Who on this chat is working for, going to work for, or is thinking about working for RadPartners, envision, Lucid or any private equity group? And why is it appealing to you? Just want your perspective. This compromises a huge subset of radiologist in are country. Many could work other places, but chose to work there. I just want to know your perspective, no judgment.
As someone who left a PE group and watched people continue to join said group, there's a myriad a reasons. I don't agree with many them but it's undeniable that people continue to join PE groups.
Location: PE snapped up groups in many desirable places and if you are geographically constrained, you may not have many choices. I know the South the best but I'm sure it applies elsewhere. Austin for the most part is a one group town (RP). The major Nashville group (ADI) is also RP. Most of the Houston groups except for the Methodist group are PE of some variety.

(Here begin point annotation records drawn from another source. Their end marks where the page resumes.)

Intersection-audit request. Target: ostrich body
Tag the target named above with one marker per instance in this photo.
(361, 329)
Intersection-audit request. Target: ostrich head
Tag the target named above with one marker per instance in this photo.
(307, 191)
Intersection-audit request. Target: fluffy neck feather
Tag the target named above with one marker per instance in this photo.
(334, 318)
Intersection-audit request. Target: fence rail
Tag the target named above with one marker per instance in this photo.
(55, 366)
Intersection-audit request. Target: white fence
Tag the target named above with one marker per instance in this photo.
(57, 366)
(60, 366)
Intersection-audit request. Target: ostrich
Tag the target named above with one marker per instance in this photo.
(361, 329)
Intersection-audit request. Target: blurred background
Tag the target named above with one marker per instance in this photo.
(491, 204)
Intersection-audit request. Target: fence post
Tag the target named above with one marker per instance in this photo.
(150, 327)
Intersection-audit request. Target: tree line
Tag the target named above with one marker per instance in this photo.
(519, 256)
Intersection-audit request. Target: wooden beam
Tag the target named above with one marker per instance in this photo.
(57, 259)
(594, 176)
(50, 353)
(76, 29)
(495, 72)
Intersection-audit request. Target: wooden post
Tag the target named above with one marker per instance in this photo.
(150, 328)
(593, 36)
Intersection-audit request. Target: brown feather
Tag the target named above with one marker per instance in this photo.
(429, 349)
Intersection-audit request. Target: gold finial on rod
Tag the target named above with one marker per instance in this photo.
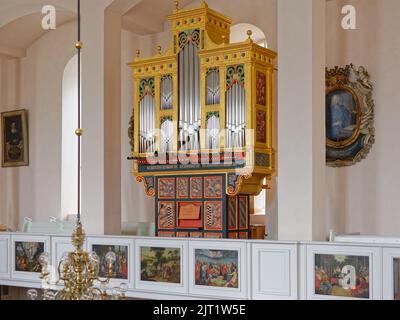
(223, 39)
(79, 45)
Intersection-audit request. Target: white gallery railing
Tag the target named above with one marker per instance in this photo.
(170, 268)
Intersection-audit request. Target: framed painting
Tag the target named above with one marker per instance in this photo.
(5, 256)
(25, 253)
(343, 273)
(349, 106)
(15, 143)
(123, 265)
(161, 265)
(218, 269)
(391, 273)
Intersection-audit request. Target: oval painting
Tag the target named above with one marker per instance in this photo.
(342, 117)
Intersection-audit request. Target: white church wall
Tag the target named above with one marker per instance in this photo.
(35, 191)
(365, 197)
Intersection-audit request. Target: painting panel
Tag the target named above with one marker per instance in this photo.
(166, 215)
(15, 138)
(261, 130)
(166, 188)
(214, 215)
(120, 267)
(182, 188)
(261, 88)
(349, 109)
(196, 187)
(213, 187)
(160, 264)
(342, 276)
(27, 256)
(217, 268)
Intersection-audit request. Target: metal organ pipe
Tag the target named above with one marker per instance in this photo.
(189, 104)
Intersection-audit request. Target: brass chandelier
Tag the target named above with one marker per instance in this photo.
(78, 271)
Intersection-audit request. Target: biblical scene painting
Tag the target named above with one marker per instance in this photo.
(342, 276)
(396, 277)
(120, 267)
(15, 139)
(160, 264)
(217, 268)
(27, 256)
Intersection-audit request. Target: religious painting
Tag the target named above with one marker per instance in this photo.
(160, 264)
(214, 215)
(27, 256)
(196, 187)
(342, 276)
(166, 188)
(217, 268)
(349, 108)
(120, 267)
(182, 187)
(166, 215)
(213, 187)
(261, 88)
(15, 139)
(396, 278)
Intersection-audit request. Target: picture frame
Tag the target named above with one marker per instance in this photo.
(5, 256)
(124, 249)
(161, 279)
(354, 274)
(391, 273)
(230, 258)
(25, 252)
(350, 132)
(15, 139)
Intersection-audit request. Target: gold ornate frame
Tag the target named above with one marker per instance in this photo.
(24, 122)
(357, 82)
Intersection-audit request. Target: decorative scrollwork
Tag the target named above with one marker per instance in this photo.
(235, 74)
(146, 87)
(350, 115)
(189, 36)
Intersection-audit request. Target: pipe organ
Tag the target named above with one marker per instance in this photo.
(202, 124)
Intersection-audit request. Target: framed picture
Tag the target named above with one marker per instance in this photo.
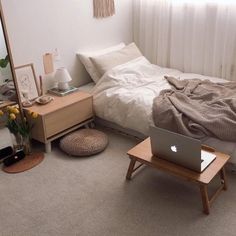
(26, 81)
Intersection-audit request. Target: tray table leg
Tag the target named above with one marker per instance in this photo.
(205, 199)
(131, 168)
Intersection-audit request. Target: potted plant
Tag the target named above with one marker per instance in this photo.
(19, 127)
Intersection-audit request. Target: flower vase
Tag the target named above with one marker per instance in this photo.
(27, 145)
(17, 141)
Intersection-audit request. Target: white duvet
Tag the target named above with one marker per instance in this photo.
(124, 95)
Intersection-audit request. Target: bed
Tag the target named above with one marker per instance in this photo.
(123, 98)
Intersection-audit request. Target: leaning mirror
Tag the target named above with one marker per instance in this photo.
(8, 86)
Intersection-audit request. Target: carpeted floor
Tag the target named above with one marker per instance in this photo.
(90, 196)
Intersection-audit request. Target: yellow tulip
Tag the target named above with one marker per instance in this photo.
(34, 115)
(12, 116)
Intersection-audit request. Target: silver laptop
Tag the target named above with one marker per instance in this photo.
(179, 149)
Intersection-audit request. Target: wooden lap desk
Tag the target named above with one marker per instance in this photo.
(142, 154)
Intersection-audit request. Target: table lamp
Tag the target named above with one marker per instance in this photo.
(62, 76)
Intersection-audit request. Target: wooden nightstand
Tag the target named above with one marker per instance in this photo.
(61, 116)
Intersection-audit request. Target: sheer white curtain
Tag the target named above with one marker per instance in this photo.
(196, 36)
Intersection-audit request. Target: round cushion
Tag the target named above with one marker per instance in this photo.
(84, 142)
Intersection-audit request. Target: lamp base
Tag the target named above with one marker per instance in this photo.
(63, 86)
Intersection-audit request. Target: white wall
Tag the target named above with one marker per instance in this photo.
(39, 26)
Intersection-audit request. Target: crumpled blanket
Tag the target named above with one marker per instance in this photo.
(197, 108)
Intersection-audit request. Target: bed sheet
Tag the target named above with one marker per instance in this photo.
(124, 95)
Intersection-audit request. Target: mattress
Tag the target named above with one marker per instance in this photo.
(124, 97)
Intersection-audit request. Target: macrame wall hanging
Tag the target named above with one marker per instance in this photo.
(103, 8)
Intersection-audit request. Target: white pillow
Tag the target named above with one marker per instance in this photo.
(106, 62)
(91, 69)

Better starting salaries: The PE money has pushed starting salaries into low-400's for people coming out of fellowship. They've gone up a lot faster than starting salaries in true PP groups. PP offers are responding to the market rather than being proactive
Good enough partner salaries: PE salaries can get up into 500k-600k's levels. That's more than acceptable for most people, even if the rads are actually doing $1m worth of work.
Shorter "partner" tracts: I originally signed a 5 year associate workup contract with a true PP that got bought out when I got there. When I left, the tract was down to 2 years.
More "transparency": For the most part, I found PE was a lot more 'what you see is what you get'. PP's vary widely in transparency, most of the time in a not good way.
More flexibility: PE is more willing to let you practice however you want as long as they can take their 30-40% off the top of your efforts. You want pure telerad? Sure. You want per-click only? Sure. A lot of PP's are based on a traditional butts-in-seat model.
Lack of interest in running a business: Some people just want the better than academics/VA paycheck but don't have any interest in running/building a practice.
Lack of understanding of autonomy: Most people, particularly fresh trainees, have only ever practiced in a model where they have almost no autonomy in how they practice. They don't know what the actual benefits are of being their own boss.
TBH, I'm wholly unsurprised that people continue to join PE. PP's haven't been nearly responsive enough to the market on many of the above mentioned things.